Dove studied the harrow she'd been loaned. It was a wide grid of nine wooden bars, with rows of wooden fingers jutting down like a giant rake. Each finger was held to its bar by a tiny wooden peg that came in at the side and went through both bar and finger. She ran her hands along the bars, hit a peg that stuck out a bit, and winced. She shoved it back in, hard, so that she wouldn't lose any harrow fingers in the field itself. Well, with any luck, she wouldn't - but when had luck ever favoured her? Better to take care and make sure. She went over the harness too, not entirely sure of how it should look, but looking for any obvious flaws all the same. The hefty piebald horse twitched under her fingers as if they were annoying flies, and she patted its neck before she took up the driving reins and shook them gently. The horse plodded forward. This was at least smoother going than the ploughing had been but whether it would stay that way once they got into the field remained to be seen.
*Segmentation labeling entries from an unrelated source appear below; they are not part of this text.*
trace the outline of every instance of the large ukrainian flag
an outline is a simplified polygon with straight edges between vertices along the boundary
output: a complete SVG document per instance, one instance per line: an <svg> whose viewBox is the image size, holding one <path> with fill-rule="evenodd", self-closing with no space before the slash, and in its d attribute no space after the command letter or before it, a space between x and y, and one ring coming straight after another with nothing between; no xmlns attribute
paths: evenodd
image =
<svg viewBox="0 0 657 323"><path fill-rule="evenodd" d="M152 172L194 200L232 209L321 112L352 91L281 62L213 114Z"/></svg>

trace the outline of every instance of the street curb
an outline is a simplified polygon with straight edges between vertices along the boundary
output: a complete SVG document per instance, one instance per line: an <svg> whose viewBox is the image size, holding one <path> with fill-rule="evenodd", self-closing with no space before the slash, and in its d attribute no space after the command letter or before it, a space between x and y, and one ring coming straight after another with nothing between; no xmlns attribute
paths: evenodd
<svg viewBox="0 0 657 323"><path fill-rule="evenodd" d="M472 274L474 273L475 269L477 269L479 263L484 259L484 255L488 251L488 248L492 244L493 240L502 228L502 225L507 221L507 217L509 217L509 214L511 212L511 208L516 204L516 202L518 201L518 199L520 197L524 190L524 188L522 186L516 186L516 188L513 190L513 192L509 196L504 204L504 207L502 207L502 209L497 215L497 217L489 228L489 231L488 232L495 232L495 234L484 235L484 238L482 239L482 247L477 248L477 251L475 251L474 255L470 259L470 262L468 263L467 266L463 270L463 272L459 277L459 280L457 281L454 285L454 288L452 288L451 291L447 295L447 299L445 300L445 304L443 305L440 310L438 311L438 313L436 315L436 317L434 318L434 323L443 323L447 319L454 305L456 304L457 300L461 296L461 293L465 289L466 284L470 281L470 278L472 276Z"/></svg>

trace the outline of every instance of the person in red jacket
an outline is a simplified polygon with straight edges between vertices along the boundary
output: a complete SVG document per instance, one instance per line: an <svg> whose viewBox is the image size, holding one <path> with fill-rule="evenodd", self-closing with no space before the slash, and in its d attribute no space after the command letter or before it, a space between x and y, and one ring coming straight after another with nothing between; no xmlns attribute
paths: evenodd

She walked steadily, navigating her way down the road between fields. The field she was looking for was two fields in, on the left, so she counted off the four fields on the left, turned into the fifth one, and negotiated her way along the headland, past another farmer working there, and on beyond it into her own assigned field. She stopped on the headland for a moment and looked around to figure out which way the field had been ploughed. From where she stood, the plough furrows ran straight ahead, veering a bit to avoid a battered scarecrow in the middle of the field, and then straightening up again. A pole stuck up above the scarecrow's head, and the shredded fabric haning from the pole whipped and snapped in the chilly breeze.
Dove turned the harrow, making sure it and the horse were at right angles to the existing plough furrows, and then urged the horse on. As it began to plod forward, the harrow bumped its way down off the headland and onto the turned soil. Then as they continued to move forward, and Dove braced herself to deal with the bumps and jolts of the rough ground, the raking wooden fingers of the harrow dragged soil off the high part of the furrow to cover the low part of the furrow, where the seeds had been sown. That actually made it a smoother walk than she'd expected, and certainly not as hard as ploughing had been. Then again, with the harrow, she only had one set of steering to manage rather than two. The harrow had no handles for her to hold, which made sense as it didn't need to dig as deep as a plough. Most of the soil moving was covered simply by her working across the existing plough furrows rather than along them.